James Roche recasts aircraft maker Northrop Grummaninto 21st century electronics house.


NORTHROP Grumman's $3 billion acquisition of Westinghouse's defence-electronics business unit earlier this year has given the US aerospace firm "the fourth leg of the stool" upon which Northrop Grumman intends to evolve into a premier defence and civil-electronics manufacturer and systems integrator.

Dr James Roche, installed as a corporate vice-president and general manager of the Baltimore-based Electronic Sensors and Systems division (ESSD) six months ago, says that the second "leg" was created when aircraft manufacturer Northrop Grumman was formed with Northrop's purchase of systems integrator Grumman in 1994. In the same year, Northrop Grumman completed the acquisition of Vought Aircraft, a major producer of military and commercial aerostructures. With Grumman and Vought under its belt, Roche says that the company set about finding the "fourth dimension of the strategy" through the acquisition of a major US electronics maker.

Subsequently, Northrop Grumman took advantage of Westinghouse Electric's move to sell its Baltimore, Maryland-based defence-electronics and air-traffic-control (ATC) equipment operations to help pay for a recent $5.4 billion purchase of CBS, the US television network company.

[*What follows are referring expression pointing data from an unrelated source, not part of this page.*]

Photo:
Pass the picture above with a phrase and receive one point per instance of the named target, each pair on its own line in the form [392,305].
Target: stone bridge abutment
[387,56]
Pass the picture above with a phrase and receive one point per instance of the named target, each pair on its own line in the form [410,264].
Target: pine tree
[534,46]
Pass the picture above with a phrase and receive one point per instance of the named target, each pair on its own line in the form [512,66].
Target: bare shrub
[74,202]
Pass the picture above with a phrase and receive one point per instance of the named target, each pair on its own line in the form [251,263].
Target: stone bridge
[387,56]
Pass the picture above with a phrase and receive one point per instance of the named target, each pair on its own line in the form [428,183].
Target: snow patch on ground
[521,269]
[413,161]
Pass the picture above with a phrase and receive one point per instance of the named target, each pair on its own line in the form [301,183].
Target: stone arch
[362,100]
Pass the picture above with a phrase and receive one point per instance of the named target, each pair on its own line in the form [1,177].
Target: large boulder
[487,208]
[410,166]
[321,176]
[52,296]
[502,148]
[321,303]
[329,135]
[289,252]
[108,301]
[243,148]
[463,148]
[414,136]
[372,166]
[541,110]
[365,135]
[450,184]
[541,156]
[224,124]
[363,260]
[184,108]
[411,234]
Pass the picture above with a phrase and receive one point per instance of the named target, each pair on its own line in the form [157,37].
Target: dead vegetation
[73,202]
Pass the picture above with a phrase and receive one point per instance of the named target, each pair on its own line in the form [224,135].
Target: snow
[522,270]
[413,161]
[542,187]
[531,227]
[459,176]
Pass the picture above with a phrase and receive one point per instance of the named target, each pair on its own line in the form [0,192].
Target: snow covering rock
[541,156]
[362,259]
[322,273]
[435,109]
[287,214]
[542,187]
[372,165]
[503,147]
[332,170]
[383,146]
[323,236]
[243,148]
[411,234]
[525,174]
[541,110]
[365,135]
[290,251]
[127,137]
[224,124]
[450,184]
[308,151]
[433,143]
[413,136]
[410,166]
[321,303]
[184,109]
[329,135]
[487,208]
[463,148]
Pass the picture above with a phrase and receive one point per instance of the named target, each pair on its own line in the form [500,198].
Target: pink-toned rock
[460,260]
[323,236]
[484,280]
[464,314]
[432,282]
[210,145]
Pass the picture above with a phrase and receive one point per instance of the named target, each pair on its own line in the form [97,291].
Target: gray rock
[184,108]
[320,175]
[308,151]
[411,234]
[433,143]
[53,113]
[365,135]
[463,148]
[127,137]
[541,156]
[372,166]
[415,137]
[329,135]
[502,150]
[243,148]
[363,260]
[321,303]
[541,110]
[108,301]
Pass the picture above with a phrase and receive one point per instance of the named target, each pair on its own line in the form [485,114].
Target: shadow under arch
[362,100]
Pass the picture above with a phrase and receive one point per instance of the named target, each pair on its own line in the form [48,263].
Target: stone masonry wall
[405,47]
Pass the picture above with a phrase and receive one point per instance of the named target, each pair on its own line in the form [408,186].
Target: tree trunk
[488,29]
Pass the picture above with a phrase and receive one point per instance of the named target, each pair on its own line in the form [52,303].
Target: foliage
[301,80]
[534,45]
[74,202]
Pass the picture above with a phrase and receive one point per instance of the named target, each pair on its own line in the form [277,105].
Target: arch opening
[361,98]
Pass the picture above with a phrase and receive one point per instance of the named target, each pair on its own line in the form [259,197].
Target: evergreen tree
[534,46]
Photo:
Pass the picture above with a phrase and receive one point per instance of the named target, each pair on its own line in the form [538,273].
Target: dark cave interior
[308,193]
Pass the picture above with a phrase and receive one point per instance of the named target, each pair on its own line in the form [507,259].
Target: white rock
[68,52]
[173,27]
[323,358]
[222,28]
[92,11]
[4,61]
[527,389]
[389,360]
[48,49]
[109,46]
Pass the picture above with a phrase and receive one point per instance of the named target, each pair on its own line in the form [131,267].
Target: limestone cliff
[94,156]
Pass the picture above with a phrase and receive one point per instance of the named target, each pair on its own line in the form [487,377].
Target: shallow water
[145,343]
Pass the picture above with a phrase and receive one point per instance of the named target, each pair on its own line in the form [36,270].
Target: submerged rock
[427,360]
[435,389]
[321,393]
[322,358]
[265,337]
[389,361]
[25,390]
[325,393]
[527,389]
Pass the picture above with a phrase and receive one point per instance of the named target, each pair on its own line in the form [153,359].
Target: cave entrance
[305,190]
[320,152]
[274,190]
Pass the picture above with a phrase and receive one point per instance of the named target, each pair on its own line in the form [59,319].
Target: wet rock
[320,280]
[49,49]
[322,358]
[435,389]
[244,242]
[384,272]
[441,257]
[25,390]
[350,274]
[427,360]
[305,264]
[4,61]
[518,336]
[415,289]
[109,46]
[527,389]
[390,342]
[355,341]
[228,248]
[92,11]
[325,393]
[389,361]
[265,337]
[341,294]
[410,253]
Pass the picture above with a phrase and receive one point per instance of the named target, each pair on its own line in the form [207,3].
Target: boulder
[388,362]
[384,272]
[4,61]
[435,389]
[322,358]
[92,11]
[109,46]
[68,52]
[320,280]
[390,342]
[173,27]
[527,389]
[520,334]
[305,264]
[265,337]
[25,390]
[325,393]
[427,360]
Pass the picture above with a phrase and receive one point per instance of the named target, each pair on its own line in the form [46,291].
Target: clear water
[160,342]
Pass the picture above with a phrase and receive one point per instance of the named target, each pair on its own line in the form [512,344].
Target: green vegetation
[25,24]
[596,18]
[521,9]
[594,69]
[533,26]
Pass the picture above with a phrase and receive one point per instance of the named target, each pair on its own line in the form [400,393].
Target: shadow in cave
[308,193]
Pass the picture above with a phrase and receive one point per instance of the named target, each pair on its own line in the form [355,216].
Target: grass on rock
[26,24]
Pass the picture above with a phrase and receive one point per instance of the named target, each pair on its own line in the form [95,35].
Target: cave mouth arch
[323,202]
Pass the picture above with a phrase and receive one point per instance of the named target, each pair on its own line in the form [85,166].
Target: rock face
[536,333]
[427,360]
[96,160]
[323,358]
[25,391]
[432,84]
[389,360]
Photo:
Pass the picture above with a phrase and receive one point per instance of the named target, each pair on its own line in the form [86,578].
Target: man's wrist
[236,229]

Roche says that Northrop had had its eye on Westinghouse for four years, and it was decided that the CBS deal gave Northrop the chance "-to make a major run on Westinghouse's defence unit". Aerospace analysts expected a short bidding war for the unit, but Northrop Grumman instead launched a successful pre-emptive strike.

Kent Kresa, the firm's president and chief executive, says that the Westinghouse deal provided the "-critical mass needed to remain competitive". The acquisition strengthened the company's core defence-electronics business and expanded the customer base domestically and internationally.

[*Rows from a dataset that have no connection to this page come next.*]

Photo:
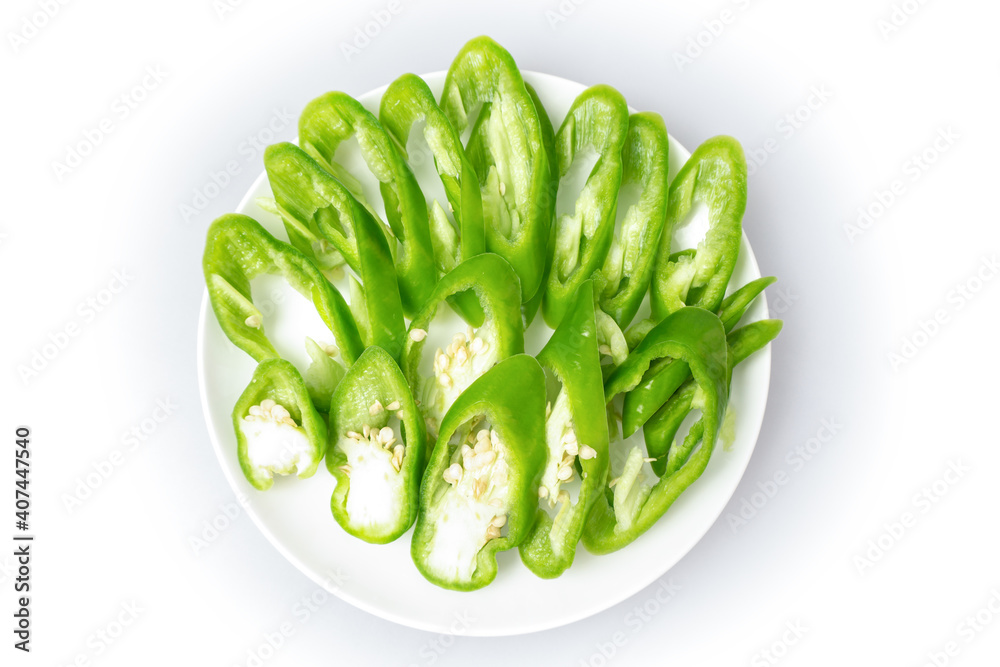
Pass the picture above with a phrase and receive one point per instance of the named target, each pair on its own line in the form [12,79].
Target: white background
[827,553]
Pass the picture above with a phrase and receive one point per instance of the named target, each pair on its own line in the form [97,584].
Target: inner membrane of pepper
[276,444]
[374,459]
[471,501]
[456,365]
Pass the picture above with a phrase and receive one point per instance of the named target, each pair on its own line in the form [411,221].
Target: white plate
[295,514]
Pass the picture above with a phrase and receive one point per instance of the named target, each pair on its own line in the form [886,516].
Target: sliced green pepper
[696,337]
[576,433]
[628,267]
[660,430]
[665,376]
[472,352]
[597,120]
[480,491]
[278,430]
[512,166]
[334,118]
[237,250]
[376,450]
[714,176]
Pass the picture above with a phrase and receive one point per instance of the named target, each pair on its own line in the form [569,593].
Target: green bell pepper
[628,267]
[237,250]
[660,430]
[698,338]
[334,118]
[480,491]
[376,450]
[512,165]
[278,430]
[715,176]
[665,376]
[576,433]
[598,120]
[473,351]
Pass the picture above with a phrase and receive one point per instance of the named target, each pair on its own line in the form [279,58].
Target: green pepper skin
[512,167]
[572,356]
[598,119]
[628,267]
[660,430]
[697,337]
[278,380]
[375,377]
[239,249]
[496,287]
[664,377]
[715,175]
[511,396]
[334,118]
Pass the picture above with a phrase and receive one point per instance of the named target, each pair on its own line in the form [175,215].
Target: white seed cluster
[383,438]
[268,410]
[478,470]
[463,349]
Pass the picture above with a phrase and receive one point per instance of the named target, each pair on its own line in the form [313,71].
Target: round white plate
[295,514]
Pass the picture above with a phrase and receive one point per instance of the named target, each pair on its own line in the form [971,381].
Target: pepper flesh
[492,489]
[715,176]
[598,120]
[576,435]
[376,450]
[499,334]
[335,117]
[697,337]
[628,267]
[278,430]
[512,164]
[239,249]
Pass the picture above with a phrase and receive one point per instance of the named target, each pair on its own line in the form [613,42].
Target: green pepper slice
[239,249]
[334,118]
[474,350]
[576,435]
[512,167]
[665,376]
[278,430]
[480,491]
[628,267]
[660,430]
[714,176]
[697,337]
[376,450]
[598,120]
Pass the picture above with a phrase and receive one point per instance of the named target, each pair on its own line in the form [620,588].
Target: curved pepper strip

The former Westinghouse unit was left intact as Northrop Grumman reorganised into five major operating divisions: Military Aircraft Systems, Commercial Aircraft, Data Systems and Services, Electronics and Roche's ESSD.

Consolidation of the US defence industry has allowed Northrop Grumman to hedge its bets and diversify its portfolio. One-third of sales involved electronics and integration work after the Grumman deal. With the latest acquisition, half of all sales involve electronics. The goal is for a 60:40 division favouring electronics/systems integration by the turn of the century, says Roche, who previously managed the integrations of Grumman and Vought Aircraft.

Meanwhile, Northrop Grumman's non-defence business is on the upswing largely because of Westinghouse's successful ATC radar activities, and the firm wants its international business to represent one-quarter of total annual sales by the end of the century.

"We like the fact that Northrop Grumman is balancing its business...What we believe we have now is a well-rounded aerospace company," says the 23-year veteran of the US Navy, who retired with the rank of captain and is a former Pentagon, State Department and Capitol Hill staffer.

Roche believes that the US defence industry is in for another round of consolidation. Although not now on the prowl, Northrop Grumman will not let a good defence-electronics deal go by. "We are now paying down our debt. When we accomplish that, we will be back in the game," he promises.

Roche, who earned a doctorate in business administration from Harvard University, joined Northrop Grumman in 1984 and rose to his current position in March.

The firm is reviewing its portfolio to determine what is necessary, and Roche says that divestitures are being considered. "We are looking across the whole company to see if there are things worth divesting... stuff not core or managerial dilutive, that is, taking too much time for the return you get," he says.

The goal is to divest $200-$400 million worth of business over the next 18 months, which is insignificant considering that Northrop Grumman expects $8 billion in sales this year and $10 billion in 2000. Candidates include the firm's newly acquired marine and undersea-systems units and Northrop Grumman's data-services and truck-body businesses.

The deal did not include Westinghouse's airship business, and Roche says "-we were delighted that Westinghouse did not try to make it part of the package".

Some aerospace analysts expected major layoffs with the Westinghouse deal, but Roche says that "-no one has been fired by virtue of this acquisition". He warns that there may be "some efficiency consolidation over time".

Not all in Roche's domain is glowing, however. The US Air Force recently picked Raytheon over Northrop Grumman ESSD to provide the US military and the US Federal Aviation Administration with the next-generation airport surveillance radar.

The Digital Airport Surveillance Radar (DASR) programme includes production of up to 213 radars up to the year 2007, worth as much as $620 million.

Roche says that a contract win was "critical." The snubbing represented a bitter pill for Northrop Grumman to swallow considering it was the incumbent supplier with the ASR-9 radar, and the firm has filed an official protest with the US General Accounting Office.

"Northrop Grumman remains convinced that the company's DASR offering provided the best value for the US Government and should have been selected...We do not understand the basis for the selection given that we met or exceeded all requirements for the system," says the firm.